Dr. Nowak-Wegrzyn: In my experience, true biphasic reactions are very uncommon in the setting of an oral food challenge, less than 2%. When we reviewed our data, we found that among 568 positive food challenges performed in the inpatient hospital and in the ambulatory unit, 62 reactions were treated with epinephrine, and there was 1 biphasic reaction (1.6%) This patient had a delay in onset of his initial anaphylactic symptoms, which did not occur until an hour after the OFC had already been discontinued because of milder symptoms. His anaphylactic symptoms responded to the initial dose of epinephrine but reoccurred after an hour and required administration of a second dose of epinephrine.
AAC: Because the study is retrospective, it’s possible some of the reported biphasic reactions were actually “prolonged” reactions. Could you describe the difference and tell us whether it’s important for patients to be able to distinguish?
Dr. Nowak-Wegrzyn: Biphasic means that initial symptoms go away, with or without treatment and then re-occur after few hours. Prolonged anaphylaxis describes a reaction in which initial symptoms do not resolve completely and then re-escalate within few hours.
AAC: Finally, you mention late phase or biphasic asthma reactions, which may last for several days, as opposed to the usually brief episode with food allergies. Why do the asthma attacks last so long by comparison?

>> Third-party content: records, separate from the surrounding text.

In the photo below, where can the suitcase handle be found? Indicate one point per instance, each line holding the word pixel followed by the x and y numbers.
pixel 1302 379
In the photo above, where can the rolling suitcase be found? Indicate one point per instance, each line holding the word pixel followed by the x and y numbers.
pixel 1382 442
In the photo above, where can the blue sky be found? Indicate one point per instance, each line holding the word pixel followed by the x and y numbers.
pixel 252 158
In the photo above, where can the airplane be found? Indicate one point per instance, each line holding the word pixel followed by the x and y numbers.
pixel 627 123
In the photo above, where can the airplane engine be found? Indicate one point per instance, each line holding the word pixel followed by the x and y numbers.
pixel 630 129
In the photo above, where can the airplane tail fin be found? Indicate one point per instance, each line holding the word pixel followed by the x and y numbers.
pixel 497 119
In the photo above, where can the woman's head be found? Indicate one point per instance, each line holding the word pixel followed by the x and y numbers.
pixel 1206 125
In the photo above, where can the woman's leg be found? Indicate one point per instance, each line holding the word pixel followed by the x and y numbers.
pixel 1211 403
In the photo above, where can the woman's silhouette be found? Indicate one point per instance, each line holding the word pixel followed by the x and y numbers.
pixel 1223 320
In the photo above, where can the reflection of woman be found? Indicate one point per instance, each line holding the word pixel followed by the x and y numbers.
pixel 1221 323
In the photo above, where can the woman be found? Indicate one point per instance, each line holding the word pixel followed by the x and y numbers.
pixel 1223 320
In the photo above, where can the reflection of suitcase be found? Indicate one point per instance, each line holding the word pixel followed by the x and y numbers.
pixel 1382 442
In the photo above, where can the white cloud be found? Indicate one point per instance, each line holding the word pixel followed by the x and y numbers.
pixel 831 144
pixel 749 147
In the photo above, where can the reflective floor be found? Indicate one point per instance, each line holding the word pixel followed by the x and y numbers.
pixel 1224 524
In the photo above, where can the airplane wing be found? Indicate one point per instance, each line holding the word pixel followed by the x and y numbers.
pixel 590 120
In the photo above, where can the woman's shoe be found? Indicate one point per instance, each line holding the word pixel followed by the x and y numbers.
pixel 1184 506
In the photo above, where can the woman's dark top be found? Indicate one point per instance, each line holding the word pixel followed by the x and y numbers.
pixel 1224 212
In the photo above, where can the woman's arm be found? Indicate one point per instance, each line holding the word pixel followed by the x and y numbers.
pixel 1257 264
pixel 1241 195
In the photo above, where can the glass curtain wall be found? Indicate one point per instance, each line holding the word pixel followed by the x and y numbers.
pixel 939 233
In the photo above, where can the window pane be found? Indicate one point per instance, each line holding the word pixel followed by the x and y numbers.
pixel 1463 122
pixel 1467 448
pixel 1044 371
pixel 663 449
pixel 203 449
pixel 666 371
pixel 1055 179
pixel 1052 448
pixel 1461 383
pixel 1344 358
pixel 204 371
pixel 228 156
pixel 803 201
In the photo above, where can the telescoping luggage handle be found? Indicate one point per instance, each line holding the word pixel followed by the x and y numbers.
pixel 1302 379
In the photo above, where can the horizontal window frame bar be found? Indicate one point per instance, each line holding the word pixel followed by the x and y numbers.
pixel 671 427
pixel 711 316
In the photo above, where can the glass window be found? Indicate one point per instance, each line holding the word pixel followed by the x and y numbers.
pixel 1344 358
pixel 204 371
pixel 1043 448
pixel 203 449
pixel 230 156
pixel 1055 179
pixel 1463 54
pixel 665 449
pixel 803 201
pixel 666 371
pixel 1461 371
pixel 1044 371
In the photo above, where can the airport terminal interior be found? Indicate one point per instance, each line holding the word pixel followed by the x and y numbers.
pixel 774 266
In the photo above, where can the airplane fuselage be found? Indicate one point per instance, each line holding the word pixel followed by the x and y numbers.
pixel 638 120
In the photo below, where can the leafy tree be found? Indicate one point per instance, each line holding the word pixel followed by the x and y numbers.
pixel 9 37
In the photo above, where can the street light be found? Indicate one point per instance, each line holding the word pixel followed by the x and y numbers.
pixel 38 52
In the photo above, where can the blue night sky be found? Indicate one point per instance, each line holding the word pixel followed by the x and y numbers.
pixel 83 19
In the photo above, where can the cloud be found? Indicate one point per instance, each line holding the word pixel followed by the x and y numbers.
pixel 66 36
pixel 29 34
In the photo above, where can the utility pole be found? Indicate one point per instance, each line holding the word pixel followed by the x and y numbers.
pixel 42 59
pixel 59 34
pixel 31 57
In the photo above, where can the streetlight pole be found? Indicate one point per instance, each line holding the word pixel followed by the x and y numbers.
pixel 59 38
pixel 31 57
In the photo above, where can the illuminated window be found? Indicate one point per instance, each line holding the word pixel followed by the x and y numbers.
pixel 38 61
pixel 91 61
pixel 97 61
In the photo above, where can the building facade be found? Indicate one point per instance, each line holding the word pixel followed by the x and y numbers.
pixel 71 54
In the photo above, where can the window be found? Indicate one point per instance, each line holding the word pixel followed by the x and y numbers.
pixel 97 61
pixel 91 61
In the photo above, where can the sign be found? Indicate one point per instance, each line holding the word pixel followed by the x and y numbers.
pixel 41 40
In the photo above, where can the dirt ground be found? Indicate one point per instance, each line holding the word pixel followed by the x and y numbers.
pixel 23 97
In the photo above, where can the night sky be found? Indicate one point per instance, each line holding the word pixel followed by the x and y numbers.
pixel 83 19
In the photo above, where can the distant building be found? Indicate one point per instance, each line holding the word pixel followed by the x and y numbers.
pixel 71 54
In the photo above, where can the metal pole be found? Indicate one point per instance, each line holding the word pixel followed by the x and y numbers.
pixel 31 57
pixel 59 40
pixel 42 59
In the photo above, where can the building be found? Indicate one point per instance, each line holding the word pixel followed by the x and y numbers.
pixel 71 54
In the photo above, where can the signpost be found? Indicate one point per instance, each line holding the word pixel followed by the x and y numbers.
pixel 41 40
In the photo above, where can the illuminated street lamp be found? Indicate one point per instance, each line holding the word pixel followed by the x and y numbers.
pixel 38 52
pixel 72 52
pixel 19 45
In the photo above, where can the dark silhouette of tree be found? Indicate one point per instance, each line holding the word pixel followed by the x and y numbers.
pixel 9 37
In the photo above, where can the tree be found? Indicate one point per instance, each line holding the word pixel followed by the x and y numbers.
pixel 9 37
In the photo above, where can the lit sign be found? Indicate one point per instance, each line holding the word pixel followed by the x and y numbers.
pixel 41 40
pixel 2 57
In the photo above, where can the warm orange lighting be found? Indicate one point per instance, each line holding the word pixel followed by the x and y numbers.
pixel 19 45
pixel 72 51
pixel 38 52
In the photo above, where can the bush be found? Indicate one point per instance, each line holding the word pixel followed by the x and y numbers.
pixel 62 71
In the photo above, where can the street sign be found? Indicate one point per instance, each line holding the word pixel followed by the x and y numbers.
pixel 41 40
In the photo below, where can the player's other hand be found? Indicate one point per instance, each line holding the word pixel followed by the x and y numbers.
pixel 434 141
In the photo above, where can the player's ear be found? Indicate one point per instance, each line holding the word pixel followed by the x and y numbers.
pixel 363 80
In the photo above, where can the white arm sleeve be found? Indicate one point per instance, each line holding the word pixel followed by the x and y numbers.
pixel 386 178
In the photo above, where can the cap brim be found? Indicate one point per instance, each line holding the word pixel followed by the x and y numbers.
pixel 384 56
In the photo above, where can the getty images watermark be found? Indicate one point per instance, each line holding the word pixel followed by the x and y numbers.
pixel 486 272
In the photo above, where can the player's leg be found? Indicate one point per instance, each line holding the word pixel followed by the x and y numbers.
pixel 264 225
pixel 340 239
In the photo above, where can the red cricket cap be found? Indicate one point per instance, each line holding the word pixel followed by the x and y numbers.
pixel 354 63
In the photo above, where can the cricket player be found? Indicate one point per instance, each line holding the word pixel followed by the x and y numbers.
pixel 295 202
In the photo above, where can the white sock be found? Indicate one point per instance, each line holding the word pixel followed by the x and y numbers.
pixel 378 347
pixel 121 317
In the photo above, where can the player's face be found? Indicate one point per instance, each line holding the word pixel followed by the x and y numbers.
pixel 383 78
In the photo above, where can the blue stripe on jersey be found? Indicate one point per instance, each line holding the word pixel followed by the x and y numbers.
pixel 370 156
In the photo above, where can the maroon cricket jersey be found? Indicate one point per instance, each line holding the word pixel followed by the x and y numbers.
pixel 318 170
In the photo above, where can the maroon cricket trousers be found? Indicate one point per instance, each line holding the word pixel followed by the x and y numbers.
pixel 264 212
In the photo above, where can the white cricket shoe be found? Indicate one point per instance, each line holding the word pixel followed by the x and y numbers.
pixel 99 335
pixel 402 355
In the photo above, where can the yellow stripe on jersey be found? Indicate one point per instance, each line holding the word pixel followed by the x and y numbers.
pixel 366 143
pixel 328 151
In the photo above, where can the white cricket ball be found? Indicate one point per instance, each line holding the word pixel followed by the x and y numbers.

Dr. Nowak-Wegrzyn: Asthma has a different immunologic mechanism, in which T lymphocytes play an important role, e.g. by producing inflammatory mediators and cytokines that affect other allergic cells. In a food-induced anaphylaxis, there is probably less involvement of T cells and less accumulation of the allergic cells, which in turn don’t contribute to the ongoing symptoms.

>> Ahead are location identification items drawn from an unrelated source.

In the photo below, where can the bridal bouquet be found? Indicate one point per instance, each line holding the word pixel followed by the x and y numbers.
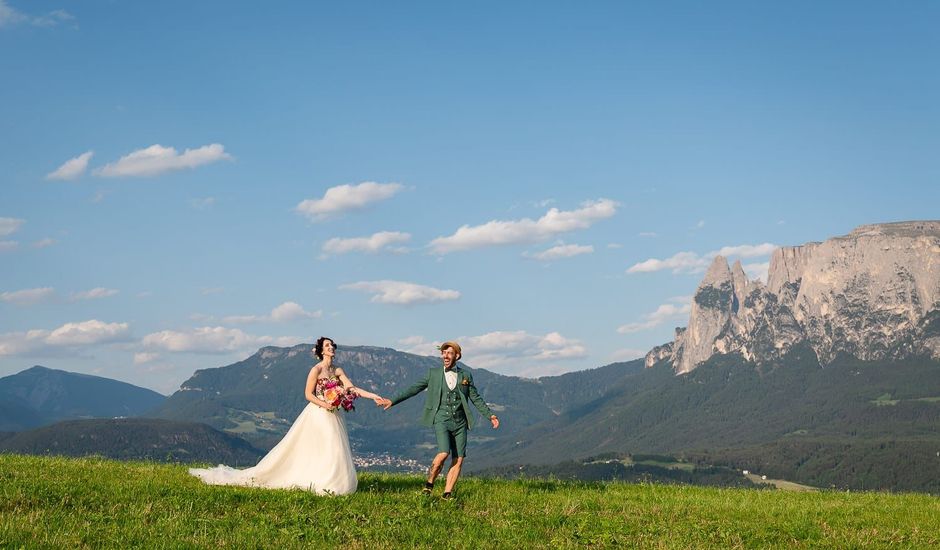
pixel 337 396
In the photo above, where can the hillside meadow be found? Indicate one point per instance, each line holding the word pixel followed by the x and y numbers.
pixel 93 502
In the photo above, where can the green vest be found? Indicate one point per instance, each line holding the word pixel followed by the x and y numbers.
pixel 451 409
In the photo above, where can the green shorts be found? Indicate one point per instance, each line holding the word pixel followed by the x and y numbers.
pixel 450 439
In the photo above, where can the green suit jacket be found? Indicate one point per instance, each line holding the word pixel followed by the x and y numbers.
pixel 433 381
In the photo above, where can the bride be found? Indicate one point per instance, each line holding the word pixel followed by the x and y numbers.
pixel 314 454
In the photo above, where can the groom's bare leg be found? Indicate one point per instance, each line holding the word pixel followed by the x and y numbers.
pixel 453 473
pixel 436 466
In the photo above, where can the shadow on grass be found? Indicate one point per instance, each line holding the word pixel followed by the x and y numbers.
pixel 390 484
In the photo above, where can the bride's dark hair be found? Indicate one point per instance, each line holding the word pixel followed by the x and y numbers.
pixel 318 351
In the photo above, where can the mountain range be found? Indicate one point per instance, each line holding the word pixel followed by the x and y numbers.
pixel 38 396
pixel 828 374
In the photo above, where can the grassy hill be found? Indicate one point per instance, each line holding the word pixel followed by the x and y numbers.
pixel 59 502
pixel 133 438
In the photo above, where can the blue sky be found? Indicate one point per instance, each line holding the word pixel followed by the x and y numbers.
pixel 184 182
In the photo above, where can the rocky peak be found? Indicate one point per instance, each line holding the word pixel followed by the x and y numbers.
pixel 874 294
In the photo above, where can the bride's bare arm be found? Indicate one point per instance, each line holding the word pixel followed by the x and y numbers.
pixel 311 384
pixel 347 383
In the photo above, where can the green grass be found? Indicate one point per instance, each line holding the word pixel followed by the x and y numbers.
pixel 90 502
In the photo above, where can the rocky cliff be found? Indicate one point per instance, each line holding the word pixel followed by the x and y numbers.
pixel 873 294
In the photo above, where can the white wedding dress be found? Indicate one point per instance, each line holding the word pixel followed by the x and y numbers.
pixel 314 455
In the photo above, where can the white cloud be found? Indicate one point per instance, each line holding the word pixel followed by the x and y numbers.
pixel 94 294
pixel 211 340
pixel 288 311
pixel 745 250
pixel 88 332
pixel 401 293
pixel 69 335
pixel 28 296
pixel 10 17
pixel 157 159
pixel 44 243
pixel 71 168
pixel 681 262
pixel 145 357
pixel 690 262
pixel 8 226
pixel 526 230
pixel 561 251
pixel 517 352
pixel 347 197
pixel 203 203
pixel 681 306
pixel 371 244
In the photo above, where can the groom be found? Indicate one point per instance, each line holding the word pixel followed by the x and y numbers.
pixel 447 411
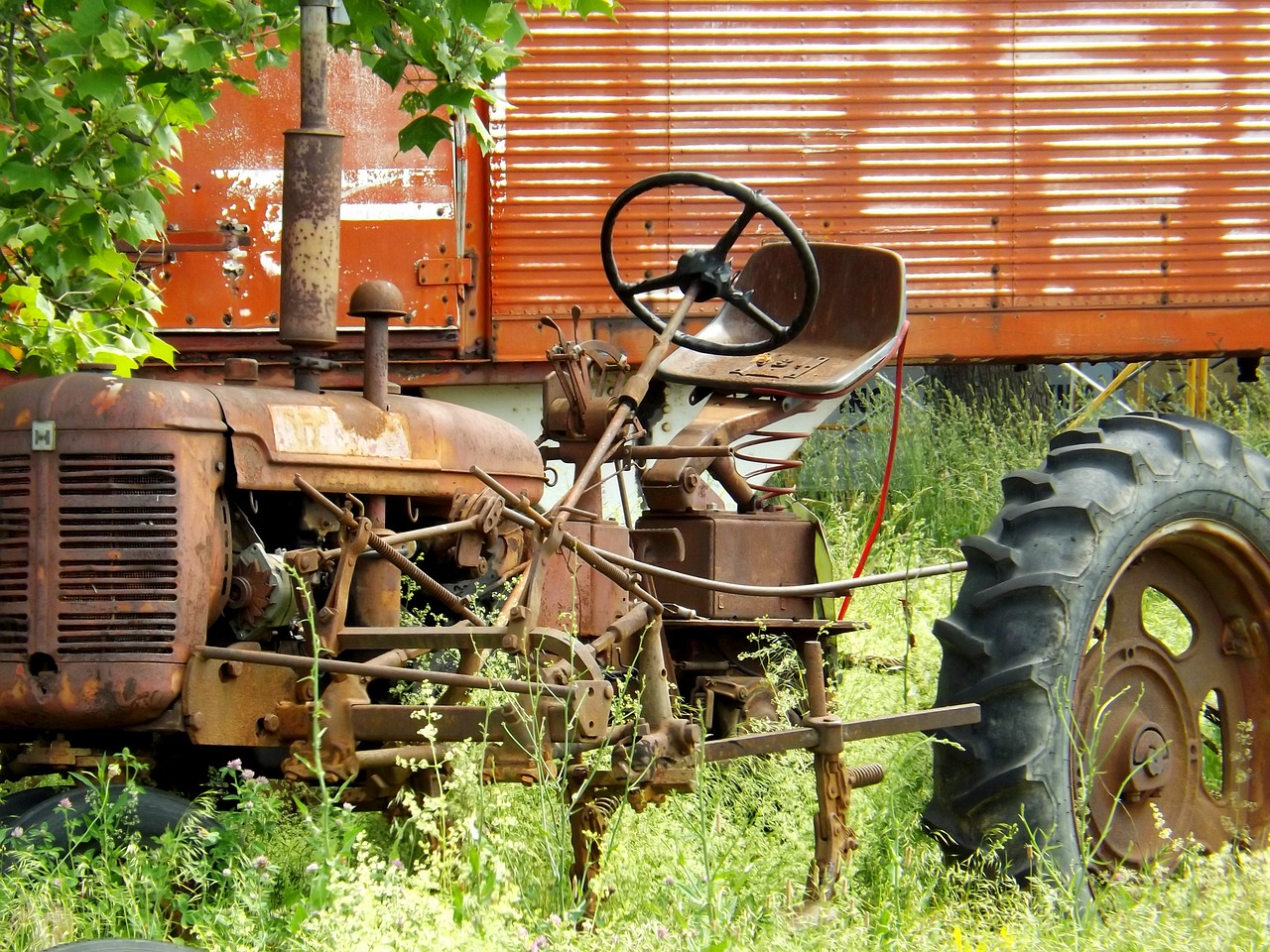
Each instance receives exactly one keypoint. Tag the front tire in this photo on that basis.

AAC: Thanks for your time and expertise.
Dr. Anna Nowak-Wegrzyn is one of the leading authorities on food allergies in the world. She is a clinician and clinical researcher in the Jaffe Food Allergy Institute at Mount Sinai Medical Center in New York City. Her research interests, funded by in part by the National Institutes of Health and Food Allergy Initiative, include: egg and milk allergy, food-induced anaphylaxis treatment and risk factors, diagnostic issues in food allergy, food protein-induced enterocolitis syndrome and pollen-food allergy syndrome (oral allergy). She formerly chaired the Adverse Reactions to Food Committee of the American Academy of Allergy, Asthma & Immunology and was President of the New York Asthma & Asthma Society.